As we all know, these days being a “content creator” is a requirement for building your online business. Providing value through creating useful content helps to grow your audience, builds trust with your audience, establishes you as an authority in your industry, and invites people into your ecosystem.
This type of content, also called content marketing, is all about creating content that will invite people to come to you because of the value you offer, instead of just pushing out a message through advertising or traditional marketing.
Content marketing includes blog posts, email newsletters, social media, podcasts, YouTube videos, and other content that people actually want to consume. This content doesn’t involve the “hard sell” you put in your marketing and advertising efforts. Content marketing is more about offering help, building relationships, building trust, and building your community of superfans.
Content marketing is great, but it also requires a lot of writing, even if you’re creating a YouTube video or podcast.
So . . . what if you’re not a writer? What if you’re just not good at it, or don’t like doing it? What if you just don’t have the time?
Don’t despair! Here are some hacks that you can employ that will help you create great written content that will help you build your business.
Hire a Writer
This is a no-brainer, right? If you have the means to hire someone else to do your writing for you, then, by all means, hire away! This will allow you to focus on what you do best.
So how do you go about hiring a freelance writer? Ask around and see if anyone in your network can recommend a writer. Post a message on LinkedIn, or visit one of these platforms that can match you with a freelance writer.
Fiverr is a great website where you can find writers who have experience with just about any kind of writing, whether it’s articles/blog posts, white papers, sales and marketing copy, or ebooks. You can also hire editors and proofreaders.
On Fiverr, you can browse the profiles of freelance writers available for hire, and see which one may be a good fit for your needs. UpWork is a similar website.
Don’t be afraid to hire someone to help, even if it’s for only a few hours a week, or one project at a time. If the writer is a good fit, you may even eventually want to ask them to come onto your team full-time. Hiring freelancers is a great way to get to know someone before you hire them.
But what if you don’t have the money to hire someone?
Tap Your Team
If you have a team, even if they’re not in an official “writing” role, tap them to see if they will contribute.
You might be surprised that there are good writers out there who aren’t in an official writing role. So see if team members can focus on a specific topic they have expertise in, and ask them to contribute on a regular basis.

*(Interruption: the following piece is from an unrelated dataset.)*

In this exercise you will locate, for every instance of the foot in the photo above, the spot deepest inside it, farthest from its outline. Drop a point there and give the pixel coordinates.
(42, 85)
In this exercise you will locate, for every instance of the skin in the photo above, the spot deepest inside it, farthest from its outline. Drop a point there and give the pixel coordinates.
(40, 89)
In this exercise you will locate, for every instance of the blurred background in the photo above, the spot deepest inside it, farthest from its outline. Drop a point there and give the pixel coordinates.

At SPI, we have several people on our team who write content, including me; our senior writer, Ray Sylvester; our co-CEO Matt Gartland; Sara Jane Hess, and David Grabowski from our podcasting team; and Jillian Benbow and Jay Clouse, from our CX team.
If you have someone on your team who is good at editing, you can also record an audio “brain dump.” This is where you record your thoughts and ideas for a blog post, and then have someone else edit the content into a cohesive article.

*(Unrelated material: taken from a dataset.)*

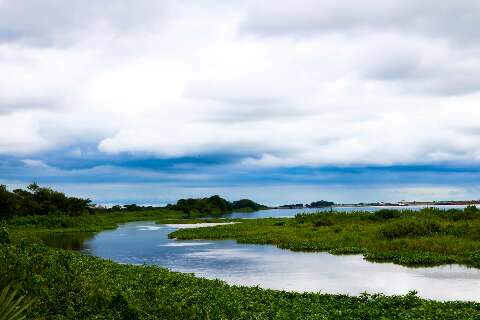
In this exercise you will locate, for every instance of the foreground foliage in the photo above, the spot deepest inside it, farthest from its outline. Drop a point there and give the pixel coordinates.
(70, 285)
(12, 306)
(427, 237)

Repurpose Existing Content
You probably already have content that you can repurpose to make blog posts, email content, and even social media posts.
Do you have an online course? If so, take one module, or chapter, of that course and edit it down to create a blog post. At SPI, we recently did that with this blog post on how to nail your business idea.

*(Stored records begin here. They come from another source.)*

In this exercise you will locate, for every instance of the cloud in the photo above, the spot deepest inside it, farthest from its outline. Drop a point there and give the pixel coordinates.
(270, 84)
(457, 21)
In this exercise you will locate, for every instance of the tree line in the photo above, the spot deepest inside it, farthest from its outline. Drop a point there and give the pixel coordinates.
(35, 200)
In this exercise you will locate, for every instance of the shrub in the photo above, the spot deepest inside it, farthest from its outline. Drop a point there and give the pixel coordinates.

We took one chapter from the Smart From Scratch course, and we turned it into an article.
You might think, “What if people know the blog post is taken from course content? That’s cheating!”
No, it’s not. It’s providing your audience with valuable information through more than one medium. Blog content is free. So offering free content from a paid course is adding value. Just be careful not to give away too much content for free, or that will devalue your paid content. But a slice here and there is a smart way to reuse content and serve your audience.
You can also reuse content from your podcast, if you have one, and YouTube videos. Take the transcripts, evaluate them to see what content will work best in a blog format, and edit them down.
Strategically reusing content is smart and efficient.
Invite Guest Bloggers to Contribute
Is there someone in your network who can write valuable content on topics that will benefit your audience? Reach out to them and see if they would be interested in writing guest posts. Ideally, these would be people who have a somewhat substantial audience, so you’re killing two birds with one stone—you’re providing content for your audience, and when a guest blogger promotes the post to their own audience, you’ll get some new eyes reading your content.
Make sure the guests know your audience and the types of topics you cover on your blog. Suggest topics they can write about, or collaborate to come up with topics. When their post is published, suggest ways the guest can promote the post to their own audience so you can get more traffic to your website.
At SPI Media, we frequently invite guests to write for our blog, including this one from our friend Heather Osgood, founder of True Native Media, on how to turn your podcast into a profitable business.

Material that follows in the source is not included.